In fewer words: Yes, it has some 3Ds in it. ;-)


is it touch-device optimized/aware?


But can it tile windows yet? :-)

I know, I should use a "real" window manager if I need my windows to be tiled, but I feel that tiling is a real feature with a legitimate need that should be built into Gnome.


I've dabbled with Awesome and Xmonad, but am not an expert. However I've found that Compiz Grid + Guake on Gnome gives me mouse-less window management too:

http://guake.org/ (in most repo's)

Grid:

    sudo apt-get install compiz-fusion-plugins-extra
CompizConfig -> Window Management -> Enable Grid

Desktop controls:

* Position and tile a window: Ctrl-Alt-[Numpad]

* Show/Hide console: F12

* Open multiple console tabs: Shift-Ctrl-T

* Change workspace: Super-[leftarrow], Super-[righarrow]

* Start any program, open any file: Alt-F2 or Super-Space (for Gnome-Do)


Ah!
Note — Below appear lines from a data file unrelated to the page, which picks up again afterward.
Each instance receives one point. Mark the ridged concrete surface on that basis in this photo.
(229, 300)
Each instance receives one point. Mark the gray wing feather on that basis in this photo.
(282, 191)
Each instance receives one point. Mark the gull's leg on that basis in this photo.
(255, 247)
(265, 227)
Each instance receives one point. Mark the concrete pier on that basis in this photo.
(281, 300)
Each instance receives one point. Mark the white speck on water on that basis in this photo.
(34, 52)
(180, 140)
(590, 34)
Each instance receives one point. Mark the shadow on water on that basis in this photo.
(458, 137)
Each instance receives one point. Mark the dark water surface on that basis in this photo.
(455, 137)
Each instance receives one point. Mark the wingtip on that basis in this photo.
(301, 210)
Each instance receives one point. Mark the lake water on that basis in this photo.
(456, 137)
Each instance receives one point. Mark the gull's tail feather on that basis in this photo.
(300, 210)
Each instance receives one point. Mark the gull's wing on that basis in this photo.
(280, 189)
My pet rant too. Overlapping windows. What a pain they are...


I also thought the same thing. I don't mind fully overlapping windows (a la tabs), but leaving a bunch of useless space, occupied by nothing more than a pretty picture, on my power-huntry monitor is what's inconceivable to me.

I think I've irrevocably put myself on the fringe by switching to a tiling window manager, though. Oh well. There's a little more elbow room out here.


They life in a day-dreams. ^_^ Browser is the desktop. Even mobile browser.